Burned organic matter—so-called pyrogenic organic matter—retains ammonia by forming covalent bonds with the molecule at normal temperatures and pressures, according to a new study by former Cornell University graduate student Rachel Hestrin and coworkers (Nat. Commun. 2019, DOI: 10.1038/s41467-019-08401-z). The findings could have implications for the global nitrogen cycle and provide a new source of fertilizers.
“We did not know that ammonia gas would adsorb to the extent we reported,” says Johannes Lehmann of Cornell University, who led the research. Under normal temperatures and pressures, the pyrogenic material, obtained by burning maple wood chips, retained more nitrogen by mass than is found in plants or most animal manures, Lehmann says.
When the researchers artificially weathered the pyrogenic matter by oxidizing it, the amount of trapped ammonia increased sixfold.
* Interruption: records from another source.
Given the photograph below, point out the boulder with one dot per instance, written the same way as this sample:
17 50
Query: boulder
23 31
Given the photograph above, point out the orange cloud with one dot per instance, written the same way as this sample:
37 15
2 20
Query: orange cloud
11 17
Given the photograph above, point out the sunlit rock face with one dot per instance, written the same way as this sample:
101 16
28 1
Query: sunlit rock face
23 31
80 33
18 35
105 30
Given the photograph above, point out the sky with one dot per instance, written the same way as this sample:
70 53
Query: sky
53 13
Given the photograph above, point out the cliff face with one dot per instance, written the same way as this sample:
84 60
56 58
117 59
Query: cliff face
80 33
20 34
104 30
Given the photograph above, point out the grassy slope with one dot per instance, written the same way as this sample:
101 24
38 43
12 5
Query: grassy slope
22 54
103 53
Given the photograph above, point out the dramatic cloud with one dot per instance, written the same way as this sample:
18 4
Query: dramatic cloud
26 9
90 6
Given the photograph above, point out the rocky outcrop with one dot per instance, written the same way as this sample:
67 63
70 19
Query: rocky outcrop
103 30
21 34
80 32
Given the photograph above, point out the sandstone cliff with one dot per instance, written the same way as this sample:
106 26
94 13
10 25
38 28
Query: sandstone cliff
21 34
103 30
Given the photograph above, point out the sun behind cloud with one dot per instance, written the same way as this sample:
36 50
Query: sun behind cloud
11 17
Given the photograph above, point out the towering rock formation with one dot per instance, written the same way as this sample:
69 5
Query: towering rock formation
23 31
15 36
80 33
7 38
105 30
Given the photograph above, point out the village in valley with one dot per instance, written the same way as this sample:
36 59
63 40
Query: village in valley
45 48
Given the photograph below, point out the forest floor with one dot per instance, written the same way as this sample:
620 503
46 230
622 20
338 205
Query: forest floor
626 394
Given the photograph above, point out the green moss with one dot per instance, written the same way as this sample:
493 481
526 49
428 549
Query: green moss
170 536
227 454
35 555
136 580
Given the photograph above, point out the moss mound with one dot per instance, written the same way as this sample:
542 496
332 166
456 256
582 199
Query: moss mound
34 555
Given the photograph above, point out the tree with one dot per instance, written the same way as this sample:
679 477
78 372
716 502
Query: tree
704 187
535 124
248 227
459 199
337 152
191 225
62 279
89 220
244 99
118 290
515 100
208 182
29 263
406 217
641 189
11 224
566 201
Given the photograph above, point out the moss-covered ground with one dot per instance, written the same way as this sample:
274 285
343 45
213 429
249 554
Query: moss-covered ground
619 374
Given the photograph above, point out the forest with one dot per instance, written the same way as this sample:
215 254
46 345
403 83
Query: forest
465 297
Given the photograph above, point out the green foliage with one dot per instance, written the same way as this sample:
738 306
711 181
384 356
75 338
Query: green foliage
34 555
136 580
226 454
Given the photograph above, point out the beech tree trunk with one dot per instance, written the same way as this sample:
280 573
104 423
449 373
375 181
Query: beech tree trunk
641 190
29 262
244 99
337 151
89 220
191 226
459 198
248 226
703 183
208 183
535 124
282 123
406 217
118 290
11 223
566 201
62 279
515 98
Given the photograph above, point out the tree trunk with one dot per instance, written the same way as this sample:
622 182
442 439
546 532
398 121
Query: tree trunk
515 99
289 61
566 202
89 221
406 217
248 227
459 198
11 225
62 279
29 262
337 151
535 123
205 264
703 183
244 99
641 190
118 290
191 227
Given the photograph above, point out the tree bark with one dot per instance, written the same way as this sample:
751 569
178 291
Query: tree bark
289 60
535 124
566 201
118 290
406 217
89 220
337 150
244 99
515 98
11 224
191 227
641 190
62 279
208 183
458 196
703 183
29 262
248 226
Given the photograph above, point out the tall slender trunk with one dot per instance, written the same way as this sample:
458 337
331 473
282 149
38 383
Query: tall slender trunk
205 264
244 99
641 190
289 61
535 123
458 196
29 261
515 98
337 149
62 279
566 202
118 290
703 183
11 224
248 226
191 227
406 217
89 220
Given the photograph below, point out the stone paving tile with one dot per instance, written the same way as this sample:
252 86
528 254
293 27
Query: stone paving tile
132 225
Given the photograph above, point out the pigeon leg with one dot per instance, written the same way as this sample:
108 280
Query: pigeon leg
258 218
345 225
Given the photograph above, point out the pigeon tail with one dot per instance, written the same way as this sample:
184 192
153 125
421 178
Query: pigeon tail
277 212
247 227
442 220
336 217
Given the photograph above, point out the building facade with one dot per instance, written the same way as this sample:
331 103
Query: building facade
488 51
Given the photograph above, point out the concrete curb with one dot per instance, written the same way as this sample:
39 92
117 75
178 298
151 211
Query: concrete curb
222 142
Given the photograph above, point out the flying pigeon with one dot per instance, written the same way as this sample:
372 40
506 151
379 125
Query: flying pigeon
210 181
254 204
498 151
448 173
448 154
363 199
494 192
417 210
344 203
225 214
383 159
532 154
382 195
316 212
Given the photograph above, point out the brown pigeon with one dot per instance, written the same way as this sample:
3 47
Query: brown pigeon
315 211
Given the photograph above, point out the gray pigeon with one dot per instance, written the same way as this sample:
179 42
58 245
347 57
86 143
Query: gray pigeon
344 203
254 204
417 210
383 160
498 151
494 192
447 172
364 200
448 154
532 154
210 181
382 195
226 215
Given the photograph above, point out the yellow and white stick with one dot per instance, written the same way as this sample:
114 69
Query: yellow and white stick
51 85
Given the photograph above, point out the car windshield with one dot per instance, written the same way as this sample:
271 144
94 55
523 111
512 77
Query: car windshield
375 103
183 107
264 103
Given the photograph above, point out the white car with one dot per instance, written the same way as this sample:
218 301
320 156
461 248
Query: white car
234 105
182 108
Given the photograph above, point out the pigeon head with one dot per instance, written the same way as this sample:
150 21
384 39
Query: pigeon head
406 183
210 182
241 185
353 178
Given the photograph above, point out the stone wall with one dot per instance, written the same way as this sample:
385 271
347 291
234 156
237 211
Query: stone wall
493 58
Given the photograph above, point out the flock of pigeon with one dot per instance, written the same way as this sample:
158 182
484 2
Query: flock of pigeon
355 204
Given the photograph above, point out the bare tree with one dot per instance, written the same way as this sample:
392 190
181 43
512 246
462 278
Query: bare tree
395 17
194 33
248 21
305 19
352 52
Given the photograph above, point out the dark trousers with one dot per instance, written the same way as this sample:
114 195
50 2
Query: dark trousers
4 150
More than half of the nitrogen remained in the material via covalent bonds. Spectroscopic analysis revealed that ~10% of the covalent bonds involved nitrogen-containing heterocyclic compounds.
“We weren’t at all prepared for the extent of the interactions,” Lehmann says. “We were actually banking on this being just a transformation of ammonia gas into ammonium salts on the surfaces.” The researchers don’t yet know the mechanism by which the heterocycles formed, Lehmann says.
The material could have practical uses for converting ammonia pollution into fertilizers. For example, ammonia-polluted effluents from farmlands or wastewater treatment plants could be passed through beds of biochar—burned plant material—before being discharged, says Michael Bird, a geochemist at James Cook University who studies biochar and was not involved in this study. “You end up discharging cleaner water and with an agricultural product with carbon sequestration potential, soil improvement potential, and now a built-in source of fertilizer.” Previous work by others has shown that plants can take up nitrogen in biochar.
Lehmann sees the material as a way to clean up agricultural wastes. “I’m thinking of dairy manure lagoons or poultry barn floors,” he says. Poultry barns “pretty much stink of ammonia.”
In addition, Lehmann says, the results suggest that pyrogenic organic matter may play a previously unappreciated role in the global nitrogen cycle by serving as a nitrogen sink. “Since nobody knew that it can happen, nobody even looked to see whether it’s happening,” Lehmann says.